Dorsal view of soldier bigheaded ant

There are two types of worker ant, the major or soldier ant and the minor worker. The common name of bigheaded ant derives from the soldier's disproportionately large head. This has large mandibles which may be used to crush seeds. The soldiers are about four millimetres in length, twice as long as the minor workers. The colour of both types varies from yellowish-brown or reddish-brown to nearly black. The rear half of the head is smooth and glossy and the front half sculptured. The twelve-segmented antennae are curved and have club-like tips. The waist or petiole is two-segmented with the node immediately behind conspicuously swollen. There are a pair of short, upward-facing spines on the waist. The body has sparse, long hairs.[4]

Biology[edit]

Minor and major workers feeding on a crumb, indoors

Bigheaded ants nest in colonies underground. Colonies can have several queens [5] and super-colonies can be formed by budding, when a queen and workers leave the original nest and set up a new colony nearby without swarming.[6] In Florida, nuptial flights of winged ants take place during the winter and spring and afterwards, fertilized queens shed their wings and find a suitable site to found a new colony where they start laying eggs.[4] Each queen lays up to 290 eggs per month. The eggs hatch after two to four weeks and the legless white larvae, which are fed by the workers, pupate about a month later. The adult workers emerge ten to twenty days after that.[7]

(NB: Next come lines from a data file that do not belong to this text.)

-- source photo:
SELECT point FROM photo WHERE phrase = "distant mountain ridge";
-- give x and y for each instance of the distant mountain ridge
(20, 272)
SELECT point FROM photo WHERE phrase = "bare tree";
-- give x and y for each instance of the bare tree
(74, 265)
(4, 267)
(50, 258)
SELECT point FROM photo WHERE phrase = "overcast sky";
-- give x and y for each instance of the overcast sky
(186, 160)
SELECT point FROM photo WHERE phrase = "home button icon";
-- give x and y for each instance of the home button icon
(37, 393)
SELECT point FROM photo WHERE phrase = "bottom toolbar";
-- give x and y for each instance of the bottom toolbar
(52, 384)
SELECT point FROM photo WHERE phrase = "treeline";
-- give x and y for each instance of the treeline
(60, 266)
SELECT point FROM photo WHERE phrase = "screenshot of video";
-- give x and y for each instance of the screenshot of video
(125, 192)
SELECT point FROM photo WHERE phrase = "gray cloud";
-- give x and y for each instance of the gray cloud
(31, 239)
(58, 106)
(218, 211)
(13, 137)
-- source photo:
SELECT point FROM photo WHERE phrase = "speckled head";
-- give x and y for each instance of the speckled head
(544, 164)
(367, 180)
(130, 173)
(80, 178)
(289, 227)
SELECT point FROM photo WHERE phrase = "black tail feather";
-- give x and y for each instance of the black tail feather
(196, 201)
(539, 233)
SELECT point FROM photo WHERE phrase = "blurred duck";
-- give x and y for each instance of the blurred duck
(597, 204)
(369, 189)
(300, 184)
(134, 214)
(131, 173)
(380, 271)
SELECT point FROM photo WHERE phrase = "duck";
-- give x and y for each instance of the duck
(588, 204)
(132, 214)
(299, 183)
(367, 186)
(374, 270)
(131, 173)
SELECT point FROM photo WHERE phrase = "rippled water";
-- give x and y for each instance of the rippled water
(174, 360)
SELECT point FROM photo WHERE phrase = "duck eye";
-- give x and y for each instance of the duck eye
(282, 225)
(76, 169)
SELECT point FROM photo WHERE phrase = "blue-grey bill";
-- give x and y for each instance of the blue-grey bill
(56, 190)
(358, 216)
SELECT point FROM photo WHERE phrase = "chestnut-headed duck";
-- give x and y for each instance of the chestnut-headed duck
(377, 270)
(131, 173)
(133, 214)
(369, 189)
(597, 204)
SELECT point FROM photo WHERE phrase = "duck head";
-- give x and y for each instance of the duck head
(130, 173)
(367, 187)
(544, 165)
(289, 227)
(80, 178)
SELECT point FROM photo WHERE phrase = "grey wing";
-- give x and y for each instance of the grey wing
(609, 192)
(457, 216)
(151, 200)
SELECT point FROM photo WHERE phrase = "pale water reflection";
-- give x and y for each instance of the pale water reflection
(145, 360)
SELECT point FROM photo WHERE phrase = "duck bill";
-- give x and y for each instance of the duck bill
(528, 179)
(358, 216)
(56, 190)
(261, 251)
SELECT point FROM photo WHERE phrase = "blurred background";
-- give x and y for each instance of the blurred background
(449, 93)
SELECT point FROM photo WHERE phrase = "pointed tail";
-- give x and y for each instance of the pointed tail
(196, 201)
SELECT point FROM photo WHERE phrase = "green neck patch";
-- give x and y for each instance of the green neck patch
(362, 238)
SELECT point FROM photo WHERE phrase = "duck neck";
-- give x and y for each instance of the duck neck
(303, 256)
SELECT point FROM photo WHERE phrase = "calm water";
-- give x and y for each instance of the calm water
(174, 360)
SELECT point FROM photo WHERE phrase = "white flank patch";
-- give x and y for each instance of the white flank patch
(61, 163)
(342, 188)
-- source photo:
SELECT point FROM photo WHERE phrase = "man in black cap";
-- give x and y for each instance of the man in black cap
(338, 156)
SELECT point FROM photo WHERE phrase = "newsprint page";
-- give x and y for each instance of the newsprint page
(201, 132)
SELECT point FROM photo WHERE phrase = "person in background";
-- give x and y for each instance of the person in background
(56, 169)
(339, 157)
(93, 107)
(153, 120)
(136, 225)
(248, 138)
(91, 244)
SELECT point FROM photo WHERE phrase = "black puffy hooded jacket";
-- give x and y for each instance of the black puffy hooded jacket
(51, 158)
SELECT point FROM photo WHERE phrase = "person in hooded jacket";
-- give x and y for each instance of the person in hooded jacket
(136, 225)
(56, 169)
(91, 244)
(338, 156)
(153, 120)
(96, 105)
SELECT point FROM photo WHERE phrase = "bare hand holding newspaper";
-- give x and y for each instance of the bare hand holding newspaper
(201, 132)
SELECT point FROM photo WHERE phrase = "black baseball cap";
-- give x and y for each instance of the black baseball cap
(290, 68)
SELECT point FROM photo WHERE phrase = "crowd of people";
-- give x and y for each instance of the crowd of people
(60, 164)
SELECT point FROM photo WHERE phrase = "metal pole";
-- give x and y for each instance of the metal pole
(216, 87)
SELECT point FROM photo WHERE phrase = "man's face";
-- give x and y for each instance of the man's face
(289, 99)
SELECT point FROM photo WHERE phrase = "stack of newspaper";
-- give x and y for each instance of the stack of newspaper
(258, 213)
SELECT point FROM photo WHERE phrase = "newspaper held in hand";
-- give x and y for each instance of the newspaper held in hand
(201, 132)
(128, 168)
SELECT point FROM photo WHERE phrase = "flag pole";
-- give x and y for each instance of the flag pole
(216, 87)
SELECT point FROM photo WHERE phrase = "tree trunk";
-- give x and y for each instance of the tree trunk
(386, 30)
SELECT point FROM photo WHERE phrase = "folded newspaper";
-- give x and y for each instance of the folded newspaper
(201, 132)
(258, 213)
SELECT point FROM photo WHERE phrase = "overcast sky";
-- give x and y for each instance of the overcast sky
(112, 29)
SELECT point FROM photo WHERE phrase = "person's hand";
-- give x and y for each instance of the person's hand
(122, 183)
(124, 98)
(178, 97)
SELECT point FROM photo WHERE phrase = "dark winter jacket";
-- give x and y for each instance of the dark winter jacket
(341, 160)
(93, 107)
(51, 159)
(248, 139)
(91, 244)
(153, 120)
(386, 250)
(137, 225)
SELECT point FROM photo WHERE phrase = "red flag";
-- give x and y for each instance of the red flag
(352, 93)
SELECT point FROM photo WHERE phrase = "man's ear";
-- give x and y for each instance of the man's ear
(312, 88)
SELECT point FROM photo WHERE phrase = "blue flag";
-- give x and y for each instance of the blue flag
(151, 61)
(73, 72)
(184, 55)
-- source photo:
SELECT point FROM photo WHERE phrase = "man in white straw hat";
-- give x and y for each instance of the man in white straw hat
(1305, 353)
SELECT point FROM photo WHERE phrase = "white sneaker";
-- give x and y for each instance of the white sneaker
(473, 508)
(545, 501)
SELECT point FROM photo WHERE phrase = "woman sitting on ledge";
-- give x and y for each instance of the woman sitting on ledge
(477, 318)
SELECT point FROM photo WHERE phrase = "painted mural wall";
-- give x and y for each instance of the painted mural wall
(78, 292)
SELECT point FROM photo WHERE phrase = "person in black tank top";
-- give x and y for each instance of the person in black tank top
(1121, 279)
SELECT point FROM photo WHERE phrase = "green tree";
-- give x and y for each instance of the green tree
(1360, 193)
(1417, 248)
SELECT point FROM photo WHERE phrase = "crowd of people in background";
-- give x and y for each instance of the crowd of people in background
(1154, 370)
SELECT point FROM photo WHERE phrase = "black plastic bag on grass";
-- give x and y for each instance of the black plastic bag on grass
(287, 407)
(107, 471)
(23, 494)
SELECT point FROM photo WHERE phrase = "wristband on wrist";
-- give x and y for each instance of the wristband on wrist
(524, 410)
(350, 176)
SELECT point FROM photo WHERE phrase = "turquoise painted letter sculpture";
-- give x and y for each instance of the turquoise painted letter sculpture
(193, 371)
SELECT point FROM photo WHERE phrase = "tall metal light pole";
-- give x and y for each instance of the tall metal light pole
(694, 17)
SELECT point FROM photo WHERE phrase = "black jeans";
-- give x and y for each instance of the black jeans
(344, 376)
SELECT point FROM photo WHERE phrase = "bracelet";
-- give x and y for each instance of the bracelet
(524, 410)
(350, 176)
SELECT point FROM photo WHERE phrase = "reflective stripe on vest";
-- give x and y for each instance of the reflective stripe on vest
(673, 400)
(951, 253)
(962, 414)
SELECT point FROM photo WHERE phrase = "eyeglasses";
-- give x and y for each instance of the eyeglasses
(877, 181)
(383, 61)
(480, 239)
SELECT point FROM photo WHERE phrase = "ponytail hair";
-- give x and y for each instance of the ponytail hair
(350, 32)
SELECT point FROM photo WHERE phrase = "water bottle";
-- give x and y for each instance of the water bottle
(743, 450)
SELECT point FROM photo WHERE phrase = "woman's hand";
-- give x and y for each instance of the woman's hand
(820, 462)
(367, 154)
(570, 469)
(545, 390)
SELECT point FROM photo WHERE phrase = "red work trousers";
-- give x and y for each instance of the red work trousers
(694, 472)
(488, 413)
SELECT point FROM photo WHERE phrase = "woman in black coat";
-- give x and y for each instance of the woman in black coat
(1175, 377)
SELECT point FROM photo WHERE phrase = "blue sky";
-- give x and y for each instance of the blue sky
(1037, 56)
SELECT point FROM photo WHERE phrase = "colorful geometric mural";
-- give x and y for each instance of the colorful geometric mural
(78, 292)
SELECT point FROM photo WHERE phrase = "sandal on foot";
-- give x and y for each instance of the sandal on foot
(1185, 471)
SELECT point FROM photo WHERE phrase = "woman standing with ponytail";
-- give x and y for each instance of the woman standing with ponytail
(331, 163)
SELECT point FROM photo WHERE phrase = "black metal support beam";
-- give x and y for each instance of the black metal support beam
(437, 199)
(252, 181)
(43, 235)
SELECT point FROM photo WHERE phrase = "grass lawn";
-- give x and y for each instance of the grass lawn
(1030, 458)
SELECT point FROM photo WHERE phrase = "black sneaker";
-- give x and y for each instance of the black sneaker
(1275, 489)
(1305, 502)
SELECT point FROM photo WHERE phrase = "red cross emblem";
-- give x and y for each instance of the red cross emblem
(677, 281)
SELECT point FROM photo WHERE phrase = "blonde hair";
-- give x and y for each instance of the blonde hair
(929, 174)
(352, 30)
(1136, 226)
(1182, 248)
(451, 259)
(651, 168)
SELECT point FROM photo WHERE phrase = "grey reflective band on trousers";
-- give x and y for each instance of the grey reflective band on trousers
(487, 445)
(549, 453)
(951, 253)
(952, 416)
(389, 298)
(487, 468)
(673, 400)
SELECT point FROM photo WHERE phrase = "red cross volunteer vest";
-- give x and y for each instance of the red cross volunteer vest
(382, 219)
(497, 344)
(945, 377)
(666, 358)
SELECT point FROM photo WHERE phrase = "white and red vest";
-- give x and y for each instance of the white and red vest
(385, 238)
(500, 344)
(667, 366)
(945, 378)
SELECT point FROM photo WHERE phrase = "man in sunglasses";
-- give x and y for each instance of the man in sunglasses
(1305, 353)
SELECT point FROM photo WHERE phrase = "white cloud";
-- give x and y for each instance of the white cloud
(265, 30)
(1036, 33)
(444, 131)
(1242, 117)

The bigheaded ants feed on dead insects, small invertebrates and honeydew excreted by insects such as aphids, soft scale insects, mealybugs, whiteflies and planthoppers. These sap-sucking bugs thrive in the presence of bigheaded ants, being more abundant on plants patrolled by ants than on those not so patrolled.[8] Green scale, Coccus viridis, flourished when bigheaded ants protected their food source by removing predators such as lady beetle larvae and lepidopteran larvae.[9] The minor workers are much more numerous than the soldiers. Trails of ants lead up trunks, along branches and into the canopies of trees and debris-covered foraging tunnels with numerous entrances are created on the surface of the ground. These may be confused with similar tubes built by subterranean termites. Foraging ants will alert others to new food sources. Honeydew is ingested but other foodstuffs are carried back to the nest by both major and minor workers who may transfer items of food between themselves. Anything too big to be moved may be dissected before being brought back to the nest.[4]